SegNet4D

What It Is

SegNet4D is an efficient instance-aware 4D LiDAR semantic segmentation network.
It treats 4D LiDAR semantic segmentation as multi-scan semantic segmentation.
The method predicts semantic class and dynamic state for LiDAR measurements.
It is positioned as a real-time alternative to heavy 4D convolution or recursive approaches.
The paper was first posted in 2024 and the repository notes T-ASE 2025 acceptance.
It extends the authors' InsMOS line from moving-object segmentation to complete 4D semantic segmentation.

Decompose 4D segmentation into two linked tasks.
Task 1: single-scan semantic segmentation for current-frame class labels.
Task 2: moving object segmentation for dynamic state.
Fuse the two outputs through a motion-semantic fusion module.
Extract current-scan instance information to enforce instance-wise segmentation consistency.
Avoid relying solely on expensive 4D convolutions over all temporal points.

Input: sequential LiDAR scans.
Input: current scan for single-scan semantic segmentation.
Input: temporal context for motion feature encoding.
Output: semantic category per LiDAR point.
Output: dynamic/static state per LiDAR point.
Output: fused 4D segmentation that distinguishes moving variants from static semantic classes.

The framework includes a motion feature encoding module for sequential LiDAR scans.
Separate semantic and motion heads produce complementary predictions.
Motion-semantic fusion combines semantic class and MOS evidence.
Instance information is extracted from the current scan to improve consistency across points in the same object.
The official code includes evaluation scripts for SemanticKITTI and nuScenes-style settings.
The implementation is MIT licensed.

The arXiv paper evaluates both multi-scan semantic segmentation and moving object segmentation.
It reports state-of-the-art results at the time of posting while emphasizing real-time operation.
The authors also validate effectiveness and efficiency on a real-world unmanned ground platform.
Training depends on datasets with point semantic labels and dynamic labels.
Evaluation should include semantic mIoU, moving-object metrics, and runtime.
The repository released code in 2025 after the arXiv paper.
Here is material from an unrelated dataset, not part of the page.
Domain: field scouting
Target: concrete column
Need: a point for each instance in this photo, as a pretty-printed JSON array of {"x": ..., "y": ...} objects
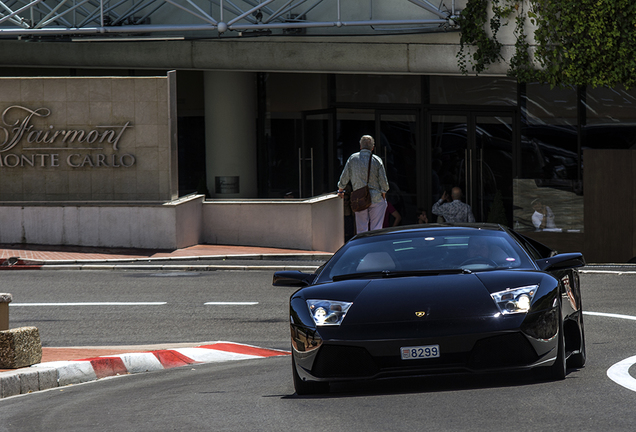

Produces richer output than binary MOS while retaining explicit motion reasoning.
Task decomposition is more deployment-friendly than monolithic 4D sparse models.
Instance consistency improves object-level label stability.
Real-time orientation is important for embedded autonomy.
Public implementation supports reproduction and adaptation.
Good bridge between existing LiDAR semantic segmentation and dynamic scene understanding.

The semantic taxonomy comes from road datasets and may not cover airport-specific classes.
Motion-semantic fusion can propagate errors from either branch.
Instance extraction errors can create overly consistent but wrong object labels.
Slow start/stop behavior remains difficult if training motion labels are road-biased.
Multi-scan inputs require accurate ego-motion and timestamps.
Runtime claims still need validation on the exact embedded GPU, sensor count, and ROS pipeline.

High relevance for a reference airside LiDAR stack because it unifies semantics and motion without cameras.
Supports airside questions such as "static aircraft part" versus "moving tug" better than semantic segmentation alone.
Needs a custom airside label schema: aircraft fuselage, wing, engine, tail, GSE types, personnel, cone, FOD, lane marking.
Instance consistency is valuable around baggage trains and clustered dollies.
Dynamic state should feed prediction and planner risk, while semantic class feeds clearance and right-of-way logic.
Safety use requires airport-specific evaluation under night, rain, de-icing spray, jet blast, and high-reflectance aircraft skins.

Use SegNet4D as a candidate upgrade path from a single-scan LiDAR semantic network.
Keep semantic and dynamic outputs separate in ROS messages before fusing at the planner.
Add calibration tests for multi-LiDAR timestamp skew because temporal motion features are sensitive.
Fine-tune from public weights only after creating a small airside semantic/MOS validation set.
Measure latency with the full stack: preprocessing, voxelization/projection, inference, postprocessing, and message publication.
Compare against a two-model baseline: fast semantic segmentation plus 4DMOS dynamic masking.